Also am very interested to see reviews showing performance scaling with increase of nb speeds. If AMD had been able to release the Phenom II at default HT/NB speeds of 2600mhz, me thinks there would be a lot less negative posting here.
So at stock it is a little disappointing, however I expected that, now its just upto some peeps who have the chips to start increasing HT/NB frequencies and showing us comparitive performace gains........
Oh, yeah, thanks for the numbers.
But what's the idea behind the flash charts? To simulate slow internet?
¦)
I dont understand how people can say that amd has a better platform? bought a am2+ for my brother for a phenom 2 sys and although the cpu right now is a 5200+x2 i feel that the am2+ sys feels cheap and not as well thought out as the 775 sys. lets hope that the phenom 2 falls in price cus if not then i have made a bad platfor choice for my brother.
arent anybody that wondering why tahts so different core corei7 in 1280*1025 to 1680*1050. yes in that res that is more gpu limited but this doesnt explain for example in far cry 2 corei7 give %50 more then phenom2 @ 1280*1024 but in 1680*1050 it gives %10 less. you cant explain this by gpu limitation because they all use same gpu.
So what i am thinking is the problme is all about x58. It seems like it has no problem with cpu but may x58 is limiting gpu more the previous chipsets?
Thanks for the review, I think the community needed it.
PhII looks quite decent, coming in somewhere between the Kentsfields and Penryns. Not bad, that is quite a lot of performance for any use.
The prices are a bit high though. I hope availability brings some price drops for amd and price cuts from intel... :yepp:
Sure if you have a thousand Plus Dollars to upgrade to Nehalem .....GO FOR IT!
I will spend a couple of Hundred and and be thrilled compared to what we have witnessed over the Past years disappointment. Taking what I just said into consideration it is indeed a huge leap for AMD Compared to initial release of Phenom.
But the Fact is that Nelhalem is still a RIP from AMD whatever which way you slice it. I guess with unlimited capital of Intel & RD Team compared to AMD they just better make it sing.
Perhaps he had a bad experience with Intel platforms, but most people would agree that Intel does have the better platform at the moment. Platform quality goes hand-in-hand with what socket chips are doing well in the market. S939 was prime back in the day, as AMD was selling chips like hot cakes. There were tons of boards to choose from; therefore, the competition was good and you could pick up a solid mobo for dirt cheap. Now, we have a large Intel influence in the market and the same thing is happening with LGA775. Companies are simply putting more resources and effort into the LGA775 based mobos, as the chips that correspond to those platforms are selling better. Seems pretty straightforward to me.

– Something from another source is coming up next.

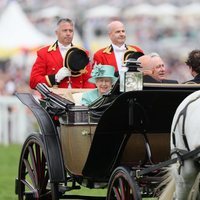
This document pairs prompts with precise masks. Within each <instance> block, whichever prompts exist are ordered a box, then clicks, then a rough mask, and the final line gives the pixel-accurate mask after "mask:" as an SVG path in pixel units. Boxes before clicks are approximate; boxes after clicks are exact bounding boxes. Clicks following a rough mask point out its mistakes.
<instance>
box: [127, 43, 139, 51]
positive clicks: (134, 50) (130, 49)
mask: <svg viewBox="0 0 200 200" xmlns="http://www.w3.org/2000/svg"><path fill="white" fill-rule="evenodd" d="M126 47H127V50H132V51H136V52H137V51H138V50H137V49H135V48H134V47H132V46H130V45H127V46H126Z"/></svg>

I'm probably gonna get flamed for this, but personally I'd go PII just to be rid of the :banana::banana::banana::banana:ty ICH10 controller. If PII can offer similar performance to yorkfield at a lower power consumption, that coupled with a better mobo chipset imo then it would be a viable alternative. Especially seeing that i wont have to swap out my ram. I primarily use my machine as a development rig and right now i barely strain my wolfdale.
This is all dependent on pricing tho, a lot of people might find it cheaper to move to yorkfield if they already have intel systems. CPU wise I'm running a wolfdale because yorkfield was prohibitively expensive when i bought my CPU. then again by feb the prices of the yorkfield chips may have dropped.
well i did hoped for more. Also for AMDs' sake.
But i am still considering buying a PII. Curious about spi and pif times. also those wprime charts didn't looked so bad! if the PII rly clocks that high it may do some nice scores!
And for rl it is totaly uninteresting what those benchmark apps tell.. they are so much plattform depending. Mostly it won't show the real thing.
btw i am only gaming with 1680x1050 right now and even thinking about going higher.
and if u play with lower res. does it rly matter if u have 170Fps or 270Fps?? but than it may matter if u have 40 or 50Fps in higher res.
But the Ppc is amazing for i7, intel did a good job while integrating the mc.
I think most important now is how prices are developing.. and both platforms have their pros.
You should really try GTA4 on the AMD platform...
I think that power consumption is important for OC. New c2q E0 do not consum to much power. This is my latest Q9550 11h prime – 4GHz@1.216@air and you do rest of mat.
I think that AMD must release new CPU stepping with lower consum, in future.
Not much go in Phenom 2. And the IPC like 65nm Core 2 was true.
I don't think we have enough info to be claiming performance-per-watt as a strength. I'll believe it when I see it. Performance-per-watt over Yorkfield isn't looking too promising...
i never stated that.... *sigh*
both Intel's and AMD's cpus have their own advantages/disadvantages
but lets consider the facts, AMD finally has produced something that is competitive somehow
I dont feel anything about being smoother with a K8 platform, my E8400 @ 3.8Ghz is doing a fine job at making things smooth...
@Zucker2K
quite funny how you misinterprete my post
let me clarify it for you
- phenom2 <<<<<< i7 (so it isn't a competitor)
- phenom2's prices is starting at around 200$, that is midrange
- people can finally start choosing (between yorkfield and deneb) both platforms have similar performance and similar price, so people have choice now, a few months back Intel dominated the whole market, it's always good to have competition for us, so that prices go down
I don't care what people are posting. I want official reviews from respectable sources :)
Either way I'm getting a 940 BE :D
yes,but nothing different about the performance of the cpu's
@OP: Thanks for the results, nothing unexpected here.
What did anandtech use to generate load? techreport used cb10. Use CoreDamage or Core2MaxPerf to get close to the worst case, should be at least 20W AC more.
Can you please run one of the above mentioned apps and post consumption in idel and load, so we can compare once PII is available for all of us?.
I'd vote for 3.0/3.6GHz and 3.8-4GHz. 3GHz at stock all others at lowest possible voltages. I assume no chip will have problems with 3.6GHz at reasonable voltages.
For power consumption it would be nice to have two alternatives generation load. One can be CB10 or povray to simulate an average load and the other should be an worst case tool like coredamage or core2maxperf.
I wonder if the scaling on PII's diminished because the single core runsnow makes better use of the bigger L3 cache but it's not enough to improve the multi core test as well?